To effectively analyze and utilize the data from ERP and PLM systems, creating a unified data model is essential. This is a place where we are now. This model will serve as a blueprint for how data from disparate systems can be combined and analyzed to provide meaningful insights. There are different approaches that used in the past to build a “unified models”. Some companies built product models using industry standard frameworks and some others embarked on proprietary tools (eg. PLM platforms).

What I can see a very promising approach is to lower the common data modeling denominator from industry specific to technological enabler and at the same time, keep the high level of flexibility and openness. I spoke about it in my article about graph based product models.

Step 4: Leverage Advanced Analytics and AI

With a graph based data model in place, manufacturers can apply advanced analytics and artificial intelligence (AI) to this integrated data. These technologies can forecast trends, optimize workflows, and enhance decision-making. For example, AI can be used to predict machine failures before they occur, significantly reducing downtime and maintenance costs. It is a very interesting trend and I expect to see more examples of this in the near future.

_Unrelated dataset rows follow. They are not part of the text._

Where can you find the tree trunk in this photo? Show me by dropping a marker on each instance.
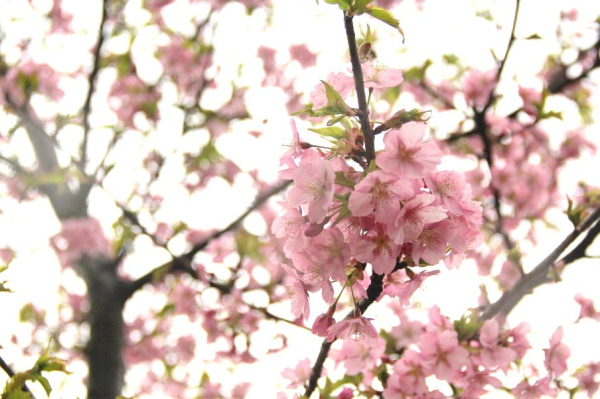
(104, 350)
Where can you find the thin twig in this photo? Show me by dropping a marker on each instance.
(92, 85)
(539, 275)
(181, 263)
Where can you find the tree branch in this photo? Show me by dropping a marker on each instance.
(92, 85)
(539, 275)
(359, 84)
(373, 292)
(182, 263)
(8, 370)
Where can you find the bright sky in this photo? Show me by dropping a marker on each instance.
(444, 27)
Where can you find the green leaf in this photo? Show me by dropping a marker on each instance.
(467, 326)
(335, 120)
(417, 73)
(4, 288)
(343, 180)
(343, 4)
(359, 6)
(385, 16)
(533, 37)
(334, 131)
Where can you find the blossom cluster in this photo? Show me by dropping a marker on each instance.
(401, 208)
(80, 237)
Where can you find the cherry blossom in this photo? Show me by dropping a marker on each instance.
(557, 354)
(299, 374)
(442, 354)
(360, 355)
(380, 192)
(313, 188)
(78, 238)
(379, 77)
(356, 328)
(341, 82)
(406, 155)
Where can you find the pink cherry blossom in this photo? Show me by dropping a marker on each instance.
(478, 86)
(78, 238)
(516, 339)
(442, 354)
(408, 377)
(407, 333)
(541, 387)
(295, 148)
(313, 187)
(432, 242)
(406, 155)
(298, 294)
(531, 97)
(346, 393)
(380, 192)
(356, 328)
(454, 193)
(413, 217)
(291, 224)
(557, 354)
(330, 249)
(298, 375)
(379, 77)
(341, 82)
(322, 324)
(376, 248)
(403, 290)
(474, 381)
(587, 380)
(492, 355)
(303, 55)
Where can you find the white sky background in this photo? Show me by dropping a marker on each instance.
(444, 27)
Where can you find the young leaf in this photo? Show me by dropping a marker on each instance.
(385, 16)
(334, 131)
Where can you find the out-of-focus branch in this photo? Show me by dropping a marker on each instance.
(373, 291)
(560, 81)
(482, 128)
(92, 86)
(65, 203)
(540, 274)
(8, 370)
(359, 84)
(182, 263)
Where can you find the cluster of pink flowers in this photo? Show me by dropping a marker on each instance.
(78, 238)
(183, 66)
(22, 80)
(404, 209)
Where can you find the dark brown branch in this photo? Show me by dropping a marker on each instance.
(510, 41)
(482, 128)
(560, 81)
(539, 275)
(359, 84)
(8, 370)
(92, 85)
(182, 263)
(373, 292)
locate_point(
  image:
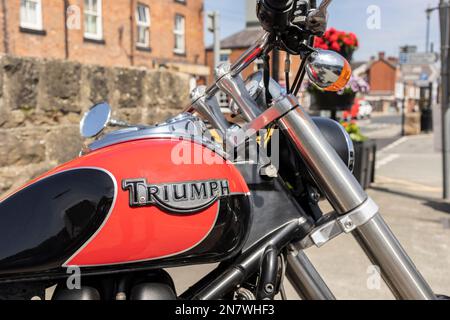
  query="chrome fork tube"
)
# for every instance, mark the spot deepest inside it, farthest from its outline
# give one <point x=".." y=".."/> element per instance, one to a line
<point x="397" y="269"/>
<point x="345" y="194"/>
<point x="305" y="279"/>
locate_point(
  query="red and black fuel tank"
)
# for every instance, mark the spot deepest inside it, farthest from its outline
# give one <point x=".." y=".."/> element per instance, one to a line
<point x="133" y="202"/>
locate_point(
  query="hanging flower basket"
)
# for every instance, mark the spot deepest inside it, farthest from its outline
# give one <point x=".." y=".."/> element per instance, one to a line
<point x="344" y="43"/>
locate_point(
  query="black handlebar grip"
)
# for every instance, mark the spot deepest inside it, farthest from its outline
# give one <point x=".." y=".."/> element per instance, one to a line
<point x="279" y="5"/>
<point x="275" y="15"/>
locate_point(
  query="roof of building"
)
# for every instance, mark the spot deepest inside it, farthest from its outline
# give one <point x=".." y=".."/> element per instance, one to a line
<point x="240" y="40"/>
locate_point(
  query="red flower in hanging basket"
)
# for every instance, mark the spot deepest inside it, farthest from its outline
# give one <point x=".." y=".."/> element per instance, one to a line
<point x="342" y="42"/>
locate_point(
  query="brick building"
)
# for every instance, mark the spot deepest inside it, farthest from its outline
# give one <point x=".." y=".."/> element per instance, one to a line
<point x="236" y="44"/>
<point x="382" y="74"/>
<point x="147" y="33"/>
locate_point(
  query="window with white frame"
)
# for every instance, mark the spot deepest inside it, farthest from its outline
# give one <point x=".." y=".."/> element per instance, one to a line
<point x="31" y="14"/>
<point x="143" y="25"/>
<point x="179" y="32"/>
<point x="93" y="24"/>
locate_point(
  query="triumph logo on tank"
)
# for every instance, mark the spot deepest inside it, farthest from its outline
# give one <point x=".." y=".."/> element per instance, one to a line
<point x="186" y="197"/>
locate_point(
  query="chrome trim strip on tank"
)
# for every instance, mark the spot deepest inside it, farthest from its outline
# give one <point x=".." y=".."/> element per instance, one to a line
<point x="148" y="134"/>
<point x="116" y="191"/>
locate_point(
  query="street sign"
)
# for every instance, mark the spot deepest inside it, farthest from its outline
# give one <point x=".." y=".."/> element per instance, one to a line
<point x="418" y="58"/>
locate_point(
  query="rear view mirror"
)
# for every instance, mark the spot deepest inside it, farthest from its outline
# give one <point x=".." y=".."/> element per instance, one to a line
<point x="328" y="70"/>
<point x="95" y="120"/>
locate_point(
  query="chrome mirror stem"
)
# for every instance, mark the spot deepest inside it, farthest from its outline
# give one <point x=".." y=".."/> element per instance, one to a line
<point x="210" y="109"/>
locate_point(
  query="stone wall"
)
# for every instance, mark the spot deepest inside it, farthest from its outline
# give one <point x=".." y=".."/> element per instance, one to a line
<point x="42" y="102"/>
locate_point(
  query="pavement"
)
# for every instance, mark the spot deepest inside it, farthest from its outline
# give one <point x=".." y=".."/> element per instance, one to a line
<point x="408" y="191"/>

Step 5: Foster a Culture of Continuous Improvement

It is important to keep the process of improvement. The outcome of opening PLM and ERP data is not a single moment event, but an ongoing process that requires continuous monitoring and improvement. It’s crucial to foster a culture where continuous improvement is a key goal. Regularly updating systems, training staff, and adopting new technologies are all essential for maintaining the efficacy of your data integration strategies.

Start with “Why”

It came in many recent discussion that “start with why” is an important business topic. While integrating data can have a specific technological and product outcome, we should remember and built a model for business to leverage this outcome. The benefits of integrating and opening data from ERP and PLM systems are manifold:

  • Enhanced Collaboration: Seamless data flow between departments can lead to better collaboration and innovation.
  • Increased Efficiency: Automated data flows reduce manual entry errors and free up employee time for more strategic tasks.
  • Improved Decision Making: Real-time data provides a comprehensive view of the manufacturing process, enabling more informed decision-making.
  • Scalability: With integrated systems, scaling your business operations becomes much easier and more manageable.

What Is My Conclusion?

The future of manufacturing lies in the ability to effectively integrate and utilize data from all corners of the enterprise. Starting from two key systems such as PLM and ERP can put a critical foundation into this technology and process. Opening data from ERP and PLM systems to connect processes not only optimizes decision support but also prepares businesses to meet the challenges of the future with agility and confidence. By following these steps, manufacturers can ensure they are making the most out of their digital transformation efforts.

Just my thoughts…

Best, Oleg

Disclaimer: I’m co-founder and CEO of OpenBOM developing a digital-thread platform with cloud-native PDM & PLM capabilities to manage product data lifecycle and connect manufacturers, construction companies, and their supply chain networks. My opinion can be unintentionally biased.